On Dec. 15, Haggis (Crash, Million Dollar Baby) sued Breest for infliction of emotional distress after she allegedly demanded a $9 million payment to remain silent about a sexual abuse claim. A few hours later that day, Breest brought her own lawsuit against Haggis alleging he raped her in his New York apartment in January 2013.

Last week, Haggis' lawyer attacked her asserted claim of a crime of violence motivated by gender as Breest's attorneys attempted to add an "inadvertently omitted" assault claim to the case.

Now, in his lawsuit, Breest is demanding dismissal of what's characterized as both a "rapist's attempt to silence and intimidate his victim" and a "public relations stunt."

What's in focus here is what happened before the filing of litigation. The two sides were certainly in discussion with each other for about a month. According to the court papers, Haggis' attorneys received Breest's not-yet-filed complaint and an invitation to discuss resolution. Later, Breest's attorneys made a settlement demand. Then, came the dueling lawsuits.

"Since [Breest] has threatened to file and publicize lurid factual (and false) assertions against [Haggis] unless he agrees to let her effectively bankrupt him, [Haggis] has experienced severe emotional distress, while simultaneously trying to go on with his life without letting it paralyze him," he stated in his complaint. 
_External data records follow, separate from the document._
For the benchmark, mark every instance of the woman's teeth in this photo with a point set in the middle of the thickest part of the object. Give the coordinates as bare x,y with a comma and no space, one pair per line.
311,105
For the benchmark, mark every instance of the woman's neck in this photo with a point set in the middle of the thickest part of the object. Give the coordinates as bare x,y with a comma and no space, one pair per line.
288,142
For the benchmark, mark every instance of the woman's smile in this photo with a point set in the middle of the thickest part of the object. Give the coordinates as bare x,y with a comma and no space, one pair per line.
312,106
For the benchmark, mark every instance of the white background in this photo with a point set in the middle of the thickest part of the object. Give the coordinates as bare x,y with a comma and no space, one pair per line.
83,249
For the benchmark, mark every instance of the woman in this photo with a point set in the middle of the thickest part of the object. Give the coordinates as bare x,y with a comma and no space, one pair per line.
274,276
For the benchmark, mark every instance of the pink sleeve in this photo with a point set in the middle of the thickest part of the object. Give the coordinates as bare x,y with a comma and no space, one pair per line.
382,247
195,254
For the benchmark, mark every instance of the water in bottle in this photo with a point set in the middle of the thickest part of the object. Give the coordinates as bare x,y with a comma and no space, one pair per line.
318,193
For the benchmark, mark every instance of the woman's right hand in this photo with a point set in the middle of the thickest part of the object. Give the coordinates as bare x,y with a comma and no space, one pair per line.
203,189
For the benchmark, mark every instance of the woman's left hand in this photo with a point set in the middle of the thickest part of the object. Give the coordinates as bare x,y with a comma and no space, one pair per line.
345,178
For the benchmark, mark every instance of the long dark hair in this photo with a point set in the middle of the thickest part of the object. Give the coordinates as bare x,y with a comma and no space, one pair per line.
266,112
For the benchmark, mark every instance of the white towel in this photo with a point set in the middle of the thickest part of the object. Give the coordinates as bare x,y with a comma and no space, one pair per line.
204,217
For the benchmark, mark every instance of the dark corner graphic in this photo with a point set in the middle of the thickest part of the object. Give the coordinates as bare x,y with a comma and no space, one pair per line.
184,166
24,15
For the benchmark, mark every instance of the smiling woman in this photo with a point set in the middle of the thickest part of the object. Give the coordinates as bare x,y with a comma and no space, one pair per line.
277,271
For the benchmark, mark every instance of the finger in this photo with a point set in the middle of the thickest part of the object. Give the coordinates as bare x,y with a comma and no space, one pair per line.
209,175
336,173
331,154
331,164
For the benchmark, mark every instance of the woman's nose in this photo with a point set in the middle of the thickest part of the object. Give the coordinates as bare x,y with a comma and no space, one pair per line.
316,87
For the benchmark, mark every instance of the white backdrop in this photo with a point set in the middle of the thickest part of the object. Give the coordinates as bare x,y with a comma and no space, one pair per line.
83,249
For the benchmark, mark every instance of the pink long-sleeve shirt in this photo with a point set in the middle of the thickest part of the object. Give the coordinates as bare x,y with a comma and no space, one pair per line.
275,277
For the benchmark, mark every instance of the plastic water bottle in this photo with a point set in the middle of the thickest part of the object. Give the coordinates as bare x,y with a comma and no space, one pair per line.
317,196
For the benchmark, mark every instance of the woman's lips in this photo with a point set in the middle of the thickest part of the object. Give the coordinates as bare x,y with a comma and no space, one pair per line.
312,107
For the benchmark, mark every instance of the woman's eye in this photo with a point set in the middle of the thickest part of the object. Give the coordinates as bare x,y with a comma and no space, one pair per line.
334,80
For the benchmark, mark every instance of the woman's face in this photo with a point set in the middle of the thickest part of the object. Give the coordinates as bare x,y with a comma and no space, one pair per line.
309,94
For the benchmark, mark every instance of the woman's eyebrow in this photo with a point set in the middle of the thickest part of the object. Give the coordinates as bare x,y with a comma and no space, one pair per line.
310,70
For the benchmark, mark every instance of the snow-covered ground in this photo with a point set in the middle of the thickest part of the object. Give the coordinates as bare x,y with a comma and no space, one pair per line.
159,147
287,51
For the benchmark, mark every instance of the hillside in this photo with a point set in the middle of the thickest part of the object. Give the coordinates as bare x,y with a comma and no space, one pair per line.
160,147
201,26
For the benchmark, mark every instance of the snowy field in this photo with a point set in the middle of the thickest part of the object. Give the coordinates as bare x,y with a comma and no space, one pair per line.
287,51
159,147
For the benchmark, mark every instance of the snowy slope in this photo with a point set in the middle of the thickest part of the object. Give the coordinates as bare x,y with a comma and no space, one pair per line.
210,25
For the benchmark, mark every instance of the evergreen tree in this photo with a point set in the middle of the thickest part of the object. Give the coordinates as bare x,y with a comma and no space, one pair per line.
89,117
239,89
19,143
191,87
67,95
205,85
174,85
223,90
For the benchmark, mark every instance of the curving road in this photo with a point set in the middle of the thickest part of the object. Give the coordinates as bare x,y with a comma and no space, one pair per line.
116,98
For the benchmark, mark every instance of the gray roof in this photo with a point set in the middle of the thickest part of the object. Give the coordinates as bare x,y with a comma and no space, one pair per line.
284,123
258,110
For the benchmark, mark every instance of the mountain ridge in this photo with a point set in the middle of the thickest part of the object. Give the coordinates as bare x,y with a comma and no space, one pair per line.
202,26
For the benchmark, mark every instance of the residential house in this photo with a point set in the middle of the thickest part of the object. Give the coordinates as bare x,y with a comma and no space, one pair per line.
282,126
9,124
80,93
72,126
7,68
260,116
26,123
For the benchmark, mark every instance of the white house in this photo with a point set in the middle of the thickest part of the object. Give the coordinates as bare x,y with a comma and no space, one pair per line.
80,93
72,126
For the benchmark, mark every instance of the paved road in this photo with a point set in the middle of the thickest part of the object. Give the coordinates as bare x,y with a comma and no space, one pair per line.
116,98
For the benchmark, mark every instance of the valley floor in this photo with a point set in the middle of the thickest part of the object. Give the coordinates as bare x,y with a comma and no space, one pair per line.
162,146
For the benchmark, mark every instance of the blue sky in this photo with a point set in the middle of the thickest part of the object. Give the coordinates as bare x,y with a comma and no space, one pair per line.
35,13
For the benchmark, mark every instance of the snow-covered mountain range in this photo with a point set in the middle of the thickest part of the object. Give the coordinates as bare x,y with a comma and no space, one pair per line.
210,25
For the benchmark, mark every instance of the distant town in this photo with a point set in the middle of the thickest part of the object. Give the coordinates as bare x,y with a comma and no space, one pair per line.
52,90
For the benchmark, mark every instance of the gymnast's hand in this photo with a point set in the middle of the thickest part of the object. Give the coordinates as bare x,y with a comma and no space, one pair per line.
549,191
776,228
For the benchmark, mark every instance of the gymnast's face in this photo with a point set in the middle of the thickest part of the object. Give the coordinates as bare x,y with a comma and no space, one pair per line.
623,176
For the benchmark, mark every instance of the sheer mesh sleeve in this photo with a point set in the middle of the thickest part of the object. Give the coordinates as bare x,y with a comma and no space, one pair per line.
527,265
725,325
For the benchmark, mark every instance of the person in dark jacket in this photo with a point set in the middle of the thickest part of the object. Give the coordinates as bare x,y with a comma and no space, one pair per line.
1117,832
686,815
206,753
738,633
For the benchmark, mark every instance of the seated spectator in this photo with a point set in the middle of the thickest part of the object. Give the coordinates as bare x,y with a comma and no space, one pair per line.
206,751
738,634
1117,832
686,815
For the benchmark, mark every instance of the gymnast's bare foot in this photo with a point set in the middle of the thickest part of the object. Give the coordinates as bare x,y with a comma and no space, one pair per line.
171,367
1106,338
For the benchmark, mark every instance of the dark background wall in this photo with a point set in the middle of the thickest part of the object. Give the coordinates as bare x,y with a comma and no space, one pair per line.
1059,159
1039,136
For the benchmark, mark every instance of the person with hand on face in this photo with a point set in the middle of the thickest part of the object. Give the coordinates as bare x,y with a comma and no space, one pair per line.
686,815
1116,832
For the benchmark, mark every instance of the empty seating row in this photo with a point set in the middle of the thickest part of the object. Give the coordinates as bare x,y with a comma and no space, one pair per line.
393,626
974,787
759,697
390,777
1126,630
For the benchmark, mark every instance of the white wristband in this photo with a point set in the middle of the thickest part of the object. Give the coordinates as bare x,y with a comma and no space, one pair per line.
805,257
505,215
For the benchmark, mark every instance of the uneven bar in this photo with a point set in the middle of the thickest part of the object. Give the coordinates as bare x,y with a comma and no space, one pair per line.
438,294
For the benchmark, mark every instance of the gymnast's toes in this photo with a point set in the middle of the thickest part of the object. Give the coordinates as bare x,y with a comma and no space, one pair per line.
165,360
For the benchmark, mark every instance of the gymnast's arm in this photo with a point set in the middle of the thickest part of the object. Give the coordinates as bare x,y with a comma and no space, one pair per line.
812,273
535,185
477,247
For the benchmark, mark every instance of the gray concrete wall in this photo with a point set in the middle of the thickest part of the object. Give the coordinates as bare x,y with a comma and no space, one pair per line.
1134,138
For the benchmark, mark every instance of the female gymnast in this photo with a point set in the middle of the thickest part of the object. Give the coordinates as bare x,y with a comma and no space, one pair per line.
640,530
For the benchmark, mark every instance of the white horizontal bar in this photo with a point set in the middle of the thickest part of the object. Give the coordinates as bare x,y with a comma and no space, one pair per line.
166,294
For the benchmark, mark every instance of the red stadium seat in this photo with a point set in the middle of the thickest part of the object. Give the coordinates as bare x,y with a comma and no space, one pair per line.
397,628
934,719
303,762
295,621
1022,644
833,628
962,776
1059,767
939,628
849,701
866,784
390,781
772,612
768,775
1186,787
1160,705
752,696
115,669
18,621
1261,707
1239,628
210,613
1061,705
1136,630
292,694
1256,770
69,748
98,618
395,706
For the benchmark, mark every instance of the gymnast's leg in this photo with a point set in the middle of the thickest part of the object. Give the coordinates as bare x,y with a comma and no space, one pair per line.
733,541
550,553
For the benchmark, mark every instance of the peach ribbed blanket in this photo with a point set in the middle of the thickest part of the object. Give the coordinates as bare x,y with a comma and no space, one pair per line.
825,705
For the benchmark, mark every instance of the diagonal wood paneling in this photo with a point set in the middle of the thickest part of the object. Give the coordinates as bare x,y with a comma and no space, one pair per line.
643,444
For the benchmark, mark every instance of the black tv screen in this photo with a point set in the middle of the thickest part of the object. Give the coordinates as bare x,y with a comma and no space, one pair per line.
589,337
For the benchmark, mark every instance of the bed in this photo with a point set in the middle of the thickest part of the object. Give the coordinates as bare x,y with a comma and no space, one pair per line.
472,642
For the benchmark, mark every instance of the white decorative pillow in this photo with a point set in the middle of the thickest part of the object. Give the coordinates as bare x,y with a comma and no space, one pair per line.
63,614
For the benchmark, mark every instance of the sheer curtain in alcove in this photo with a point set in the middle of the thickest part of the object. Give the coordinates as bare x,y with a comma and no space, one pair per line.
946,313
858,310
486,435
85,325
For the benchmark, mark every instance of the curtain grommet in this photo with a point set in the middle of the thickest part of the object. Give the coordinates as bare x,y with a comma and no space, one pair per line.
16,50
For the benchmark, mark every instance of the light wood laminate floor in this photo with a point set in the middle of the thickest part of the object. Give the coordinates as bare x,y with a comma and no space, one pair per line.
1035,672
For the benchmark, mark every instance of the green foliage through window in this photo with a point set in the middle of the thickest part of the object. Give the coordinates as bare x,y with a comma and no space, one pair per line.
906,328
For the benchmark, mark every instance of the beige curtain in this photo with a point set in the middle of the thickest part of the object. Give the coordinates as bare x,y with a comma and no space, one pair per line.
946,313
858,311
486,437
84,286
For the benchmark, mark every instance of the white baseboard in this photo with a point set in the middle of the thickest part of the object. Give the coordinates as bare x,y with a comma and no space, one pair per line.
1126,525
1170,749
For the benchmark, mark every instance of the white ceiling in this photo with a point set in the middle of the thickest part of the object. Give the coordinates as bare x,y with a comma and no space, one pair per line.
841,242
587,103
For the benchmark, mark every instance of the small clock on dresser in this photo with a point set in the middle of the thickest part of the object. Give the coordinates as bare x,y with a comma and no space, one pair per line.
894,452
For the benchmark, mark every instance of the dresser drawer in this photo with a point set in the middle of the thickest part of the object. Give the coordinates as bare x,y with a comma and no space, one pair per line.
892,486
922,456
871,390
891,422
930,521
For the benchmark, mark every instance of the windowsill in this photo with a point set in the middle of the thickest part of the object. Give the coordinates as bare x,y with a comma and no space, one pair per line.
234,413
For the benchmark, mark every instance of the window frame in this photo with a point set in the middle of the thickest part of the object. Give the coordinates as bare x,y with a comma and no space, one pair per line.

True or not, Breest's attorneys at Emery Celli say this can't possibly form the basis of a viable claim of intentional infliction of emotional distress (IIED).

Haggis "seeks to transform a routine settlement discussion among lawyers into an intentional infliction of emotional distress claim," writes Breest's attorneys. "If this claim survives a motion to dismiss, it will be the end of demand letters and settlement discussions. It will be: sue first, ask questions later."

The attorneys add that privileged settlement discussions are "not outrageous conduct" nor is "threatening to sue to enforce legal rights."

Seeking sanctions against Haggis, Breest's lawyers say settlement discussions are and should be encouraged — and that IIED claims are almost always dismissed.

The motion to dismiss gives historical examples and then adds, "If death threats, false statements to the police causing arrest, exposure of rape victims, illegal eviction of wife and children from their home, defamation of a co-worker with accusations of racism, and repeated vandalism of a home are insufficient to plead IIED, an invitation to settle a civil claim before litigation cannot suffice."